University offers app to foster students to success
The University’s latest app, “Guide – College Simplified,” is designed to keep students on track for graduation and provides easy access to many advising features.
The app can be molded to a specific students’ needs and give reminders for tasks or help with advising, said Assistant Vice Provost Melissa Pierson, who manages the app for the University. The app offers tools to help students pick a major or find resources on campus.
“The idea is, ‘how do we customize information for students?’,” Pierson said. “We’re trying to customize it to be exactly what they need.”
The application was first introduced to students in Fall 2016 when a small group of freshmen were told about the application in a test pilot program. The application was then released to all freshmen the following semester and to the entire campus in the Fall 2017.
“If you had shown me this when I was a freshman, I would have loved this,” said psychology sophomore Miranda Dominguez.
Instead of relying on the app, Dominguez said she relies on her own systems to keep track of her school in the same way the application does. But the app could be useful for those who don’t have their own system in place, she said.
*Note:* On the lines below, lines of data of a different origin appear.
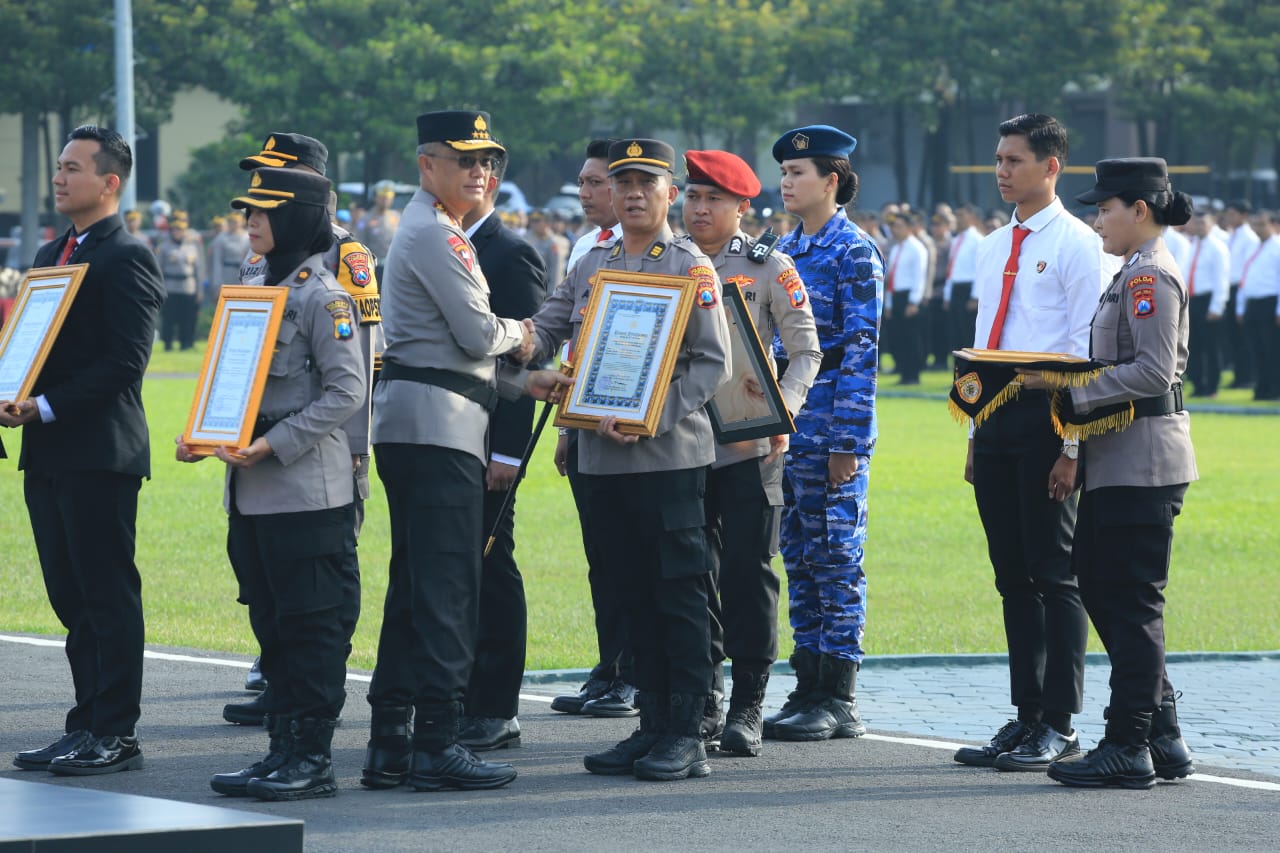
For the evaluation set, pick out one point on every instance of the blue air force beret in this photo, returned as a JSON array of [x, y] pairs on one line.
[[272, 187], [813, 141], [460, 129], [287, 150], [1127, 174], [722, 169], [643, 155]]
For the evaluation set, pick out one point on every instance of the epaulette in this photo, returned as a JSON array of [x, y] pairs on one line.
[[356, 276]]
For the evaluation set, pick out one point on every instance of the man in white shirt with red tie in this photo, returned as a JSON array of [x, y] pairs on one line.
[[1208, 287], [1256, 304], [1038, 281]]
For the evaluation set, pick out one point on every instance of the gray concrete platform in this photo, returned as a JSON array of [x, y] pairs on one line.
[[885, 792]]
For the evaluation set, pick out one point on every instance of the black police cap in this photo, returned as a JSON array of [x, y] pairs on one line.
[[289, 149], [1127, 174]]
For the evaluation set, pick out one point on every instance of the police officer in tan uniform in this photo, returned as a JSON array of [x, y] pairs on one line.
[[291, 536], [652, 489], [430, 420], [744, 487], [352, 264], [1138, 461]]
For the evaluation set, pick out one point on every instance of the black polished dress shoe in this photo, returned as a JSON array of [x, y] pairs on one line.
[[255, 680], [620, 701], [1042, 746], [593, 689], [40, 758], [106, 755], [1006, 739], [481, 734]]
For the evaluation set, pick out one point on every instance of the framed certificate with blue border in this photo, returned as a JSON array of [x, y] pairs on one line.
[[626, 350], [237, 361], [44, 299]]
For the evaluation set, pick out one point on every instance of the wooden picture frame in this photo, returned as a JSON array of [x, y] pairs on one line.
[[237, 361], [626, 350], [749, 405], [44, 299]]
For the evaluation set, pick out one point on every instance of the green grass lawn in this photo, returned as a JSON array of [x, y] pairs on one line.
[[929, 585]]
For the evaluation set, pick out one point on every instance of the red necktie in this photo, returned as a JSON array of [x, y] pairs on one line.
[[1191, 279], [68, 247], [1010, 274]]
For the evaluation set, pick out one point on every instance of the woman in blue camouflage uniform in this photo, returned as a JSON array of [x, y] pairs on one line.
[[828, 465]]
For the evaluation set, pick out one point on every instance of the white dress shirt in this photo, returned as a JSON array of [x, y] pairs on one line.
[[1242, 243], [584, 243], [964, 256], [1206, 272], [1061, 276], [908, 265], [1261, 277]]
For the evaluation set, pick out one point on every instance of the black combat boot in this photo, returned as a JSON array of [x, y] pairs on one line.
[[250, 714], [1120, 758], [804, 664], [279, 747], [680, 752], [835, 715], [744, 729], [440, 761], [309, 771], [713, 717], [391, 749], [1169, 752], [620, 760]]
When a student logs into Guide, they have multiple options to use, including “My Path,” a service which provides students several tasks and reminders based on a student’s classification.
“Things change as you go through the years,” Pierson said. “As you get to your upper division classes, there’s specific steps aimed for that. As you get to your senior year and you need to start looking for jobs and applying for graduation, then those steps start to show up.”
Tasks can include reminding students to review their financial plan, reminding them of specific deadlines and informing students of campus events, Pierson said.
The most popular tool is the “Major Explorer,” Pierson said. With this option, students can answer a series of questions regarding their interests and they are given suggested majors. Students can then look into the major, learning about hiring demand or average salary.
Campus resources such as career planning and financial aid can be viewed in the app. It will show students where it is located along with office hours and the offices’ phone number.
The application can also be used as a supplement to advising, Pierson said.
“If you’re the kind of student that doesn’t want to talk to somebody anymore, we want to give you this self-service tool so you can do it on your own,” Pierson said.
The difference, Pierson said, between this app and standard advising is in the way the information is received. Instead of a student having to schedule a meeting or converse through emails, a student can have most resources available for them on their phone, Pierson said. If a student turns on notifications for the app, they can receive information straight to their phone.
Computer information systems sophomore Ashly Hernandez said she likes how the app sends notifications to her phone, because she otherwise wouldn’t notice.
“I would say that we’ve actually talked to students already who have come in because of something they saw on the app,” Pierson said. “So if there’s a chance it’s encouraging more students to come in that wouldn’t otherwise have, I think that’s a positive.”